Nelle prime pagine del Sidereus nuncius Galilei
racconta come gli venne in mente di costruire un cannocchiale e di puntarlo
verso il cielo.
G. Galilei, Sidereus nuncius
Sono dieci mesi incirca, che
pervenne a’ nostri orecchi un certo grido, esser stato fabricato da un tal
Fiamingo uno occhiale, per mezzo del quale gli oggetti, benché assai distanti
dall’occhio, si vedevan distintamente come se fussero vicini; e di questo
effetto invero ammirabile si raccontavano alcune esperienze, le quali altri
credevano, altri negavano. L’istesso pochi giorni dopo fu confermato a me per
lettera di Parigi da un tal Iacopo Badovero, nobil francese; il qual avviso fu
cagione che io mi applicai tutto a ricercar le ragioni ed i mezzi per i quali
io potessi arrivare all’invenzione di un simile instrumento: la quale conseguii
poco appresso, fondato sopra la dottrina delle refrazioni. E mi preparai
primieramente un cannone di piombo, nelle estremità del quale accomodai due
vetri da occhiali, amendue piani da una parte, ma uno dall’altra convesso e
l’altro concavo: al quale accostando l’occhio, veddi gli oggetti assai prossimi
ed accresciuti; poi ché apparivano tre volte piú vicini, e nove volte maggiori,
di quello che si scorgevano con la sola vista naturale. Dopo mi apparecchiai un
altro strumento piú esatto, che rappresentava gli oggetti piú di sessanta volte
maggiori. Finalmente, non perdonando a fatica né a spesa alcuna, pervenni a tal
segno, che me ne fabbricai uno cosí eccellente, che le cose vedute con quello
apparivano quasi mille volte maggiori, e piú che trenta volte piú prossime, che
vedute dall’occhio libero.

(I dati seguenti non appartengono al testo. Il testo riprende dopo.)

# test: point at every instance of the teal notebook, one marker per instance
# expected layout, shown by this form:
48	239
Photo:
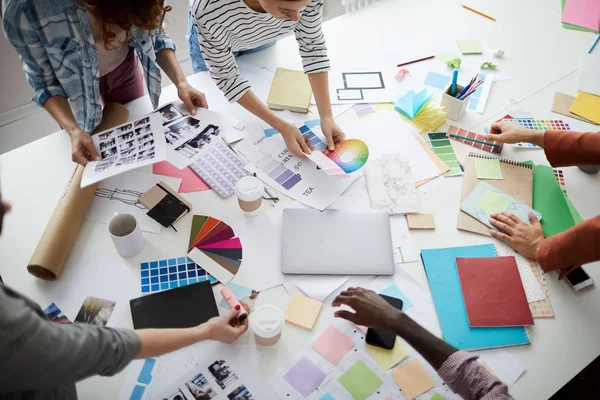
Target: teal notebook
440	266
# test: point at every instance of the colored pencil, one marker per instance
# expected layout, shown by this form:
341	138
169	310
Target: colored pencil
479	12
414	61
594	45
474	140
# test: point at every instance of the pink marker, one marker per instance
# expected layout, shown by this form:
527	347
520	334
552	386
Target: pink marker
233	302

Quali e quanti siano i commodi ed usi di questo
instrumento, cosí in terra che in mare, sarebbe affatto superfluo il
registrargli. Di che accortomi allora, lasciando le cose terrene, mi rivolsi
alle speculazioni celesti: e prima veddi con esso cosí da vicino la Luna, come
se appena ci fusse distante per due soli semidiametri della Terra. Dopo questa,
con incredibile allegrezza osservai piú volte le stelle, fisse ed erranti; e
vedendole cosí spesse, cominciai a pensare sopra il modo col quale io potessi
misurare le lor distanze, e finalmente il ritrovai. Di che conviene che sia
avvertito ciascuno di quelli che applicar vogliono a simili osservazioni. È
perciò necessario, in primo luogo, che abbino un perfettissimo occhiale (quale
dal suo uso Telescopio potrà chiamarsi), che rappresenti gli oggetti chiari e
distinti, e sgombrati d’ogni caligine, e che gli mostri almeno per quattrocento
volte maggiori; imperciocché allora appariranno per venti volte piú vicini: che
se lo strumento non sarà tale, invano si tenterà di osservare tutto ciò che da
me è stato veduto in cielo, e che qui appresso andrò registrando.